The rest of them come from File2, (File2. untreated.bam.tsv), and 13th column is also the value calculated with 8mismatches, 10deletions, 12insertions and 4reads_all from file2).
The last field, pct_sub is calculated from the subtraction value with fields from file1(((8mismatches+10deletions+12insertions)/ 4reads_all)) and file2 from ((8mismatches+10deletions+12insertions)/ 4reads_all)).
And how can I add new column names in header of output files, like pct_file1, pct_file2, pct_sub
This is what I made for the above output file.(input and output files have all same format.
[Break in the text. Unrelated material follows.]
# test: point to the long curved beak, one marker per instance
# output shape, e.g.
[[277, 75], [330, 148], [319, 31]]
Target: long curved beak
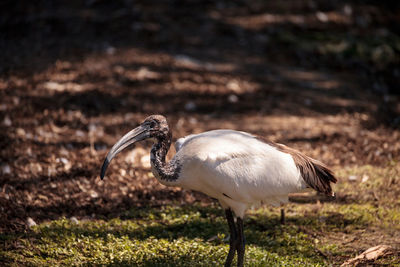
[[138, 134]]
TSV)
awk 'FNR==NR{array[$1,$2]=$0;next} { if ( $1 $2 in array ) print $1, $2, array[$3], array[$4], array[$8], array[$10], array[$12], (array[$8]+array[$10]+array[$12])/array[$4], $3, $4, $8, $10, $12, ($8+$10+$12)/$4, ((array[$8]+array[$10]+array[$12])/array[$4])-(($8+$10+$12)/$4) > "awkoutput.bam.tsv" }' treated.bam.tsv untreated.bam.tsv
(Actually, $1, $2 are not problem from File1 or File2)
**FILE1(treated)**
chrom pos ref reads_all reads_pp matches matches_pp mismatches mismatches_pp deletions deletions_pp insertions insertions_pp A A_pp C C_pp T T_pp G G_pp N N_pp
chrY 59363551 G 8 0 7 0 0 0 1 0 5 0 0 0 0 0 0 0 7 0 0 0
chrY 59363552 G 7 0 7 0 0 0 0 0 0 0 0 0 0 0 0 0 7 0 0 0
chrY 59363553 T 7 0 7 0 0 0 0 0 0 0 0 0 0 0 7 0 0 0 0 0
chrY 59363554 G 7 0 7 0 0 0 0 0 0 0 0 0 0 0 0 0 7 0 0 0
chrY 59363555 T 7 0 7 0 0 0 0 0 0 0 0 0 0 0 7 0 0 0 0 0
**FILE2(untreated)**
chrom pos ref reads_all reads_pp matches matches_pp mismatches mismatches_pp deletions deletions_pp insertions insertions_pp A A_pp C C_pp T T_pp G G_pp N N_pp
chrY 59363551 G 2 0 2 0 0 0 0 0 1 0 0 0 0 0 0 0 2 0 0 0
chrY 59363552 G 1 0 1 0 0 0 0 0 0 0 0 0 0 0 0 0 1 0 0 0
chrY 59363553 T 1 0 1 0 0 0 0 0 0 0 0 0 0 0 1 0 0 0 0 0
chrY 59363554 G 1 0 1 0 0 0 0 0 0 0 0 0 0 0 0 0 1 0 0 0
chrY 59363555 T 1 0 1 0 0 0 0 0 0 0 0 0 0 0 1 0 0 0 0 0
OUTPUT
chrom pos ref reads_all mismatches deletions insertions pct_file1 ref reads_all mismatches deletions insertions pct_file2 pct_sub
chrY 59363551 G 8 0 1 5 0.75 G 2 0 0 1 0.5 0.25
chrY 59363552 G 7 0 0 0 0 G 1 0 0 0 0 0
chrY 59363553 T 7 0 0 0 0 T 1 0 0 0 0 0
chrY 59363554 G 7 0 0 0 0 G 1 0 0 0 0 0
chrY 59363555 T 7 0 0 0 0 T 1 0 0 0 0 0
Thank you in advance.
-Jan
I have a rather simple solution with excel/R. Merge fields chr and pos by a delimiter like -, so you have one column. Then you can use the VLOOKUP function in excel or the merge() function in R.
@Adrian Pelin Thank you for your solution but I cannot do it with excel because it is over the limitation of row number in excel.